I really don’t think he did it.
There’s a bomb on that truck.
She’s not a killer, I just know it.
Maybe that paraplegic somehow did an astral projection.
That cross belongs in a museum.
I’m telling you Sheriff, you’re about to execute an innocent man.
That dog is trying to tell us something.
That’s the “script,” see? So President Trump, and those who support him, along with those who are too sluggish or are otherwise inadequate in opposing him with sufficient vitriol, we’re all teetering on the brink of making this terrible, disastrous, deadly decision…even though the President of the United States has no authority to “open the country.” This is what makes liberals liberals. They’ve got their villain all picked out, and he doesn’t have power (nevermind that he, being a big dumb-stupid, fails to realize this)…and yet he is to be blamed for everything. But here comes the noble, enlightened liberal with his nugget of game-changing knowledge. And a disaster is coming when Mayor Vaughn lures those swimmers into the waters of Amity, or when the Greeks bring that big wooden horse through the gates. How it will end remains to be seen, but for now the desired narrative has been constructed: The noble liberal knows what’s right, and is screaming and struggling to be heard.
It always comes back to that. We have to do what the liberal says or else we die. Every single day of every single year, every single issue.
It doesn’t matter if the liberal has an actual plan, or nothing more than a don’t-do-it objection to the status quo. It doesn’t matter if he’s subsequently proven wrong. Being a liberal means never having to admit you were wrong about anything.
Meanwhile, we have a current method of living that isn’t living, and is unsustainable. We have had the capacity to do just-so-many weeks of this; and, we’ve done it. As early in the game as was practical, which was the correct thing to do.

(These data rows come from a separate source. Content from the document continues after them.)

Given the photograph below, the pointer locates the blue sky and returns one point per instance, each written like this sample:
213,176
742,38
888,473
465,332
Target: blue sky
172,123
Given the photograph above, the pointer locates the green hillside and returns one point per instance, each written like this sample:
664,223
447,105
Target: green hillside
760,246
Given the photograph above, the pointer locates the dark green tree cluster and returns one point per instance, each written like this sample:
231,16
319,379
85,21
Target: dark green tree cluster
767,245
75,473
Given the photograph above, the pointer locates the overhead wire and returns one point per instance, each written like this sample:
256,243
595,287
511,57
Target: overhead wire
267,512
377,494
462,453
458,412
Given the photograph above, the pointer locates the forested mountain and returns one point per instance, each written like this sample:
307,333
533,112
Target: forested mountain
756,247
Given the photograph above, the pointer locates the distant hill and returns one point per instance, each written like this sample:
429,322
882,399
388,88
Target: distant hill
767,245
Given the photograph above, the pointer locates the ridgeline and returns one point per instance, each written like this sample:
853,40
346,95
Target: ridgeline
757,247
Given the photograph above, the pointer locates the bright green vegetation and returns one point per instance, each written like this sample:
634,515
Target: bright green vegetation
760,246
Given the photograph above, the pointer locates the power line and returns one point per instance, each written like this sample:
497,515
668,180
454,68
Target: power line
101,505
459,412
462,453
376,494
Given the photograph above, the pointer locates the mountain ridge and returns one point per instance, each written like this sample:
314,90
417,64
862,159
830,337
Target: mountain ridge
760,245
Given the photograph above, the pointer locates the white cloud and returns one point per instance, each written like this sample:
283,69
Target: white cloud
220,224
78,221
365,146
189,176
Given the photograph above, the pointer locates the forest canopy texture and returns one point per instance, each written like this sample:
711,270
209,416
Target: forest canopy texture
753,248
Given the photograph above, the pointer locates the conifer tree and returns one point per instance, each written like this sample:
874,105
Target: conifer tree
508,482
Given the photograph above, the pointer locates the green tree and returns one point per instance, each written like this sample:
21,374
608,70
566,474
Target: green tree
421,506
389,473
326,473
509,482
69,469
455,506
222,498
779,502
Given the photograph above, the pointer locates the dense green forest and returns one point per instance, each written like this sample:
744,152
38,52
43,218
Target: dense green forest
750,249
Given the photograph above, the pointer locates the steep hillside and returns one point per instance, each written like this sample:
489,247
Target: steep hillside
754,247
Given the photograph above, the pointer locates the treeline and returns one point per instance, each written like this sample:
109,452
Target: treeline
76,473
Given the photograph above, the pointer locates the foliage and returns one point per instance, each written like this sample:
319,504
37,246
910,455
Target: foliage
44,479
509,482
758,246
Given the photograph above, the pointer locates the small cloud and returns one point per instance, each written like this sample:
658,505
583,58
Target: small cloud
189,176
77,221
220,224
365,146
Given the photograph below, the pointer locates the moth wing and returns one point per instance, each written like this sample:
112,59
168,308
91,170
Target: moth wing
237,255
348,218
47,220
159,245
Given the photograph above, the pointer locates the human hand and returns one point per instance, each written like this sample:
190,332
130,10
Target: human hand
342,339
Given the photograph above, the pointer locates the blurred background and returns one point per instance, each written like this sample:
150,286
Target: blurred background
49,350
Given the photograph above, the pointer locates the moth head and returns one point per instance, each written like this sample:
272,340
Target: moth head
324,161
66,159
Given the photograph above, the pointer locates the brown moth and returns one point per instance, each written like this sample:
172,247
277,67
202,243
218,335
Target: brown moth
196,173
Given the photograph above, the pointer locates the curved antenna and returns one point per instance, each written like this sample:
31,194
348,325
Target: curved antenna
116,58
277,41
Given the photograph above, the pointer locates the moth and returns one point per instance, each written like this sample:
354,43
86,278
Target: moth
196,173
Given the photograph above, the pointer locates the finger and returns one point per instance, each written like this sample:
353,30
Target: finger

Now our capacity has been exhausted. We can’t keep huddling away in lockdown, but we can learn some lessons. I cannot summarize them better than what I saw earlier this month on Instapundit:
SEEN ON FACEBOOK:
The debate over immigration is over: restriction wins.
The debate over borders is over: they are needed.
The debate over globalization is over: the era of autarky begins.
The debate over Europe is over: it is a geographic expression, not a polity.
The debate over global warming is over: it is irrelevant.
The debate over international institutions is over: only nations matter.
The debate over the People’s Republic of China is over: it is a menace to the community of nations, not a member in good standing.
Crisis is clarity.
This has been an era of clarification.